Cochlear implantation (CI) is currently the only treatment method capable of restoring hearing in patients with severe to profound hearing loss. Although the safety and effectiveness of CI are widely accepted, there is a concern that insertion of electrodes into the perilymphatic space of the inner ear could affect vestibular sensory receptors. In particular, the recent increase in bilateral implantation could be associated with a higher risk of refractory vestibular dysfunction. However, during CI planning, such as selection of the side or method of implantation, vestibular function is still not considered important since achieving the best audiologic performance is crucial for implantees. However, the incidence of vestibular impairment after CI has been reported to be as high as 75%, indicating that its importance should be recognized [1-3].
Among patients who experience dizziness after CI, most (up to 63%) have been found to experience transient dizziness early after CI, which improves in several days, while persistent or recurrent dizziness has been reported in up to 32% of implantees [2,4]. The speculated reasons for early transient dizziness are mostly benign paroxysmal positional vertigo or reversible transient vestibular paresis, whereas significant vestibular dysfunction or associated auditory symptoms were more frequently observed in persistent or recurrent cases [2,4]. The suspected mechanisms are as follows: a direct injury or perilymphatic fistula [4-6], associated labyrinthitis [1], chronic foreign body reaction and fibrosis [2,5], and formation of endolymphatic hydrops [1,5]. Saccular injury was most frequently observed in vestibular organs, followed by injuries of the utricle and semicircular canals [5,7]. In this regard, previous studies reported that CI-associated vestibular impairment can be effectively assessed using vestibular myogenic potential or bithermal caloric tests [4,8,9].

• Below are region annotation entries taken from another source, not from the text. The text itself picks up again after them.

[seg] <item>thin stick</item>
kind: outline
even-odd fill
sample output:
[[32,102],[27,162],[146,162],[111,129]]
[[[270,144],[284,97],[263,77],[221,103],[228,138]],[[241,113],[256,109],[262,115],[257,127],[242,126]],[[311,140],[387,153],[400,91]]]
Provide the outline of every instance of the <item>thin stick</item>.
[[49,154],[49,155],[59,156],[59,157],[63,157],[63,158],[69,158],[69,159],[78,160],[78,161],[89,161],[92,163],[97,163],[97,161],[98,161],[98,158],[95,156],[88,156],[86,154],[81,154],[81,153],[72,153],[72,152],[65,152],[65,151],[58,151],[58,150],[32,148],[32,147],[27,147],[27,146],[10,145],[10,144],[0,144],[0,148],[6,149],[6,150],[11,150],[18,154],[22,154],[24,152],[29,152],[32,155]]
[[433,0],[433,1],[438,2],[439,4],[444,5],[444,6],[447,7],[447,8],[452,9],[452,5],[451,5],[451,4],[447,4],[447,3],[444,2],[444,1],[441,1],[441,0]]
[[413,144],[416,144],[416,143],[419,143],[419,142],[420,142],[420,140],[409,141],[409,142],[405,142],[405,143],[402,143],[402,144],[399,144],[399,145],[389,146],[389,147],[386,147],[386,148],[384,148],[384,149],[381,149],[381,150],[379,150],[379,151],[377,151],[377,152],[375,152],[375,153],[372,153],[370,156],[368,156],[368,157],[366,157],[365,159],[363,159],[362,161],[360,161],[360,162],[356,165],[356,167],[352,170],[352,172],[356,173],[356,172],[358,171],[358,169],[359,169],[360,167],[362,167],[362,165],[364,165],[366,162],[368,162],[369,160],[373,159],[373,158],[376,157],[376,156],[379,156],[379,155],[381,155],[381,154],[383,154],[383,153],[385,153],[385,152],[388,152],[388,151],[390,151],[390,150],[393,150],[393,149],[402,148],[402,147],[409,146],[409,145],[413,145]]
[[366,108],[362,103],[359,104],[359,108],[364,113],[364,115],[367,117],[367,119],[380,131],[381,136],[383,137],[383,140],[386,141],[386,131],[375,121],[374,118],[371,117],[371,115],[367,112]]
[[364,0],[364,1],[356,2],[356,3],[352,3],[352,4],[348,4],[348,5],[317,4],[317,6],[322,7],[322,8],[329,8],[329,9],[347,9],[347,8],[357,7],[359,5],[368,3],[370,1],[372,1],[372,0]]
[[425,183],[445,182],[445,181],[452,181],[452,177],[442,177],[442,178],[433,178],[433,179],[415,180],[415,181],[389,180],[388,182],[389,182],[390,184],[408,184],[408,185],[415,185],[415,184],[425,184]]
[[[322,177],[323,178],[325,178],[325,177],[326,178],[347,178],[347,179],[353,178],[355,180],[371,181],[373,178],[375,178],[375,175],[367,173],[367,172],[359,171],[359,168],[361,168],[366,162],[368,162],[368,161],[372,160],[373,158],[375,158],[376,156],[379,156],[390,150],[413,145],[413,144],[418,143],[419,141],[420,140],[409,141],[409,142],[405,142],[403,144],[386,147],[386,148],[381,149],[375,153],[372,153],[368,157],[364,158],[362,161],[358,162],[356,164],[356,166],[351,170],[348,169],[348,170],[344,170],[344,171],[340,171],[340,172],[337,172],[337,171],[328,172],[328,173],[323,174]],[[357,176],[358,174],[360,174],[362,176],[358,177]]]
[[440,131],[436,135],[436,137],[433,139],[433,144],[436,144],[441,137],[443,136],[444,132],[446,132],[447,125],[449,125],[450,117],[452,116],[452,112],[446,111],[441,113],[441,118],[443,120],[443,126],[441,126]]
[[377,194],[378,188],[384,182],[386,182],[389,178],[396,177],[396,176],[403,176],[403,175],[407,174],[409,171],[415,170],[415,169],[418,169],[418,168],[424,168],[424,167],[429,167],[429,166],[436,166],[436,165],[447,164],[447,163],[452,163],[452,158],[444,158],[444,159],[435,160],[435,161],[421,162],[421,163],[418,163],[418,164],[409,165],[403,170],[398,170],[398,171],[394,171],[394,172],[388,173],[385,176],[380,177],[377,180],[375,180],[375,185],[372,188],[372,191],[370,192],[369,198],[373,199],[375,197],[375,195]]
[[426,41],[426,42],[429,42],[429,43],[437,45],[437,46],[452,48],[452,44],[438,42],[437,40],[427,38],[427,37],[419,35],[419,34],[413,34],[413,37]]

The reported prevalence of underlying vestibular dysfunction in candidates for CI is as high as 71%; therefore, a preoperative assessment of vestibular function and careful consideration during surgical planning are required [4,10]. In particular, meticulous attention is required in elderly patients or patients with preoperatively confirmed vestibular dysfunction, as these patients may have a diminished functional rehabilitative reservoir [6]. In addition, bilateral CI was reported to be associated with a higher risk of dizziness and vestibular impairment [11]. If possible, sequential bilateral implantation with a careful assessment for changes in vestibular function after the first surgery could be considered. The recently emphasized concept of “soft surgery” has shown positive results in terms of reducing CI-induced vestibular impairment through the selection of a round window approach rather than a cochleostomy [3,4], the insertion of precurved or soft electrodes [12], and steroid administration [6]. However, active research on this topic is ongoing, and a definitive conclusion can be drawn only with adequate data [3,4,8,13].
Evidence suggests that vestibular function can be affected by CI, and a considerable number of candidates for CI have underlying vestibular dysfunction. Therefore, vestibular function must be carefully assessed and considered during the planning and clinical procedures for CI, especially in patients undergoing bilateral CI or those with an elevated risk of vestibular dysfunction.